Ieri il Governo è stato battuto tre volte consecutive sull'immigrazione, e più specificamente in materia di emendamenti al trattato Italia-Libia per la limitazione dello sbarco di clandestini sulle nostre coste.

Senza qui voler entrare nel tema oggetto di dibattito, rileviamo che Futuro e Libertà in tutti e tre i casi ha votato con l'opposizione, dando la netta impressione che le proprie scelte siano dettate più da motivi di opportunità che da problemi di coscienza, come ha tentato di sostenere il portavoce Bocchino. Per quanto Fini negli ultimi tempi si sia distinto per posizioni favorevoli al voto degli extracomunitari infatti, stiamo pur sempre parlando del firmatario di una legge come la Bossi-Fini il cui spirito non va certo in contraddizione col trattato firmato con Gheddafi.

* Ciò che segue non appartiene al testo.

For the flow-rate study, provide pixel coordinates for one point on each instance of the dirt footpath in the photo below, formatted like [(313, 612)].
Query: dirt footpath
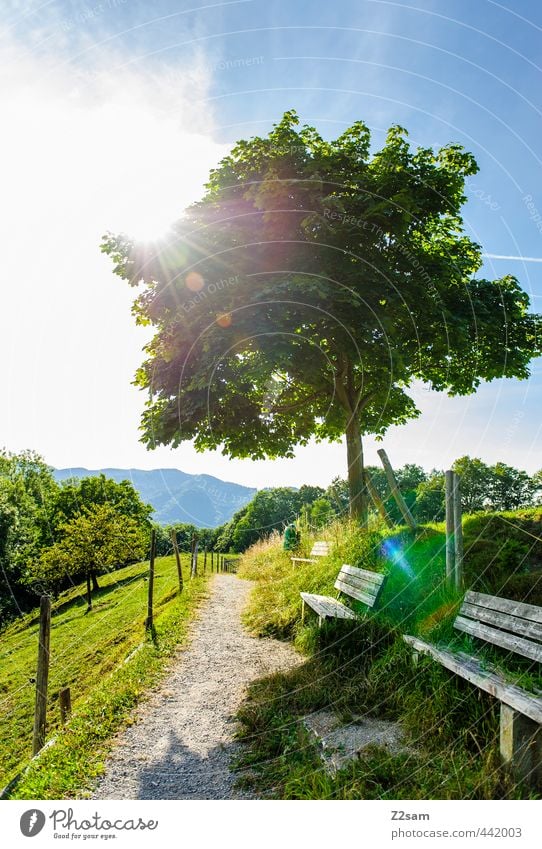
[(182, 742)]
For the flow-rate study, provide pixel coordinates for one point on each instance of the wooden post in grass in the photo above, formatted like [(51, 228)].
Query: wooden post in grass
[(148, 621), (450, 527), (195, 558), (42, 676), (65, 702), (89, 594), (458, 533), (177, 558), (395, 491), (377, 501)]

Lecito pensare dunque che dalle file Fli potesse levarsi almeno qualche voce di dissidenza con la posizione del partito, e invece no: il voto contro il Governo è stato compatto, solevando l'ira di La Russa, che ha sbottato: «Che Fli voti con l'opposizione non fa più notizia, ma votando un emendamento come quello che è passato ci si dovrà assumere la responsabilità di rivedere i barconi di disperati sulle coste italiane».

Di contro il succitato Bocchino: «Il governo non ha una maggioranza se non fa un accordo preventivo con Fini», svelando così la strategia generale dei futuriani.

A questo punto ci troviamo in una situazione di impasse difficilmente superabile se Berlusconi rimane dell'idea di tirare a campare ad ogni costo. I finiani vogliono che il Governo conceda loro qualcosa, riconoscendoli ufficialmente come ago della bilancia, ma l'esecutivo non se lo può permettere per non suscitare le ire della Lega, che non ne vuole sapere. Anche perché gran parte delle istanze finiane sono di impronta Udc, quindi in netto contrasto con le posizioni del Carroccio.

E allora la soluzione è semplice. Il Governo deve porre la fiducia sempre, o perlomeno tutte le volte che ciò sia possibile, cercando questioni controverse sulle quali Fli non possa proprio sostenerlo senza perdere completamente la faccia (per esempio la giustizia o qualche altra norma che regoli l'immigrazione clandestina).

Questo è l'unico modo per far esplodere la ridicola bolla in cui ci troviamo, in cui tutti sono per le elezioni anticipate ma nessuno vuole esserne la causa per paura di essere penalizzato alle urne. Di soito è Calderoli il genio della lampada, vediamo se accoglierà il mio (modesto) suggerimento.